I was only in the office for 6 months because of COVID-19 pandemic. I think the atmosphere in the office was normal. Everyone was friendly, but also extremely busy, so although I could come up to people I know to have a chat, I would have only done it with people I'm closer with. There were also different site events organised, which were a nice change to normal days. While working from home, there were also virtual coffees organised, but often cancelled due to workload.
I believe it was very well organised with enough workload for me at all times. Although requesting access to systems was slow with all the required training and forms, after that everything was ok. The other thing that could have been better was explanation of how holidays work and there was a change in holidays policy in the middle, but I believe it was well organised on case by case basis. If possible, it would be good if rolling off holidays would be possible or borrowing from next year to travel/go back home for Christmas, which was very expensive for me to fly because I couldn't fly earlier, as I only had 7 days of holidays by December. I was also not allowed to work from home, as IPs were not allowed. Hopefully now it will change.
I had a lot of resources and training available for free within GSK and company. I was also able to access pluralsight and data academy for free, which was a good opportunity to learn. I was also given access to LinkedIn learning for free, which I found really useful. However, I didn't do any paid trainings/events/conferences. What was good as well, was that I could study, attend outside or univeristy training during working hours if needed.

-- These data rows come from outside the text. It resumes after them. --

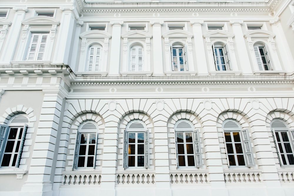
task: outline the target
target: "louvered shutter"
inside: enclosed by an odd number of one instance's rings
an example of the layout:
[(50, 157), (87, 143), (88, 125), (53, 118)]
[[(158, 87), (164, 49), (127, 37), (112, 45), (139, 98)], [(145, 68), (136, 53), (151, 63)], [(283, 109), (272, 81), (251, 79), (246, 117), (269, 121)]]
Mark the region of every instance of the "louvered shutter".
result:
[(248, 129), (245, 129), (241, 131), (242, 133), (242, 138), (244, 146), (246, 164), (248, 167), (253, 167), (255, 165), (253, 153), (251, 148), (251, 143), (249, 139), (249, 135)]
[(199, 138), (199, 129), (195, 130), (193, 131), (194, 135), (194, 145), (195, 146), (195, 156), (196, 164), (195, 167), (200, 168), (202, 167), (202, 156), (201, 155), (201, 148), (200, 147), (201, 141)]
[(261, 71), (263, 70), (263, 65), (261, 62), (261, 57), (259, 53), (259, 50), (258, 46), (255, 46), (254, 47), (254, 53), (255, 53), (255, 57), (257, 61), (257, 65), (258, 65), (258, 68), (259, 70)]
[(8, 132), (8, 127), (6, 125), (0, 125), (0, 160), (4, 151), (5, 141)]
[(79, 147), (80, 138), (81, 133), (78, 132), (76, 134), (76, 145), (75, 146), (74, 155), (74, 163), (73, 167), (74, 168), (77, 168), (78, 167), (78, 147)]
[(20, 160), (21, 158), (21, 154), (22, 154), (22, 150), (24, 149), (24, 140), (26, 139), (26, 131), (28, 130), (28, 126), (26, 124), (24, 126), (23, 131), (22, 131), (22, 135), (21, 136), (21, 143), (20, 144), (20, 147), (19, 148), (19, 151), (18, 154), (17, 155), (17, 157), (16, 160), (17, 160), (15, 165), (15, 167), (18, 168), (19, 167), (19, 163), (20, 163)]
[(149, 130), (145, 131), (145, 160), (144, 167), (149, 167)]
[(123, 168), (127, 168), (128, 153), (128, 133), (126, 130), (125, 130), (123, 136)]
[(230, 61), (230, 57), (229, 56), (229, 51), (228, 50), (228, 47), (226, 44), (225, 45), (223, 48), (225, 50), (225, 58), (226, 64), (228, 67), (228, 70), (232, 70), (232, 68), (231, 67), (231, 62)]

There are many different opportunities at GSK. They include Future Leaders Programme for fresh graduates, phd programmes and master schemes. They also introduced us to many entry role positions, which I'm more likely to apply for. What I found very useful this year was presentations and meetings with people in different roles to learn about their responsibilities, departments and if other roles might be of my interest in the future. Many caught my eye, but clinical operations is still one of those that I'm most likely to come back to.
None, as it was in Stockley Park, so there was no night life there and everyone drive back home straight after work. Many people lived at home and drove to work, and those who didn't live at home, commuted from more central London (mostly Ealing), where nightlife was richer. For social life we would often go someone's house and then go out in London.
Yes, many. I worked on Quality Tolerance Limit Implementation team where I learnt about above study areas and the structure of the industry. I was also part of the Site Events team and organised the Lunar New Years Event in January. We also had a Journal Club where we analysed research papers around clinical trials, I was a member of WLI and attended many workshops. Additionally, I also became a STEM ambassador and supported many STEM Outreach events.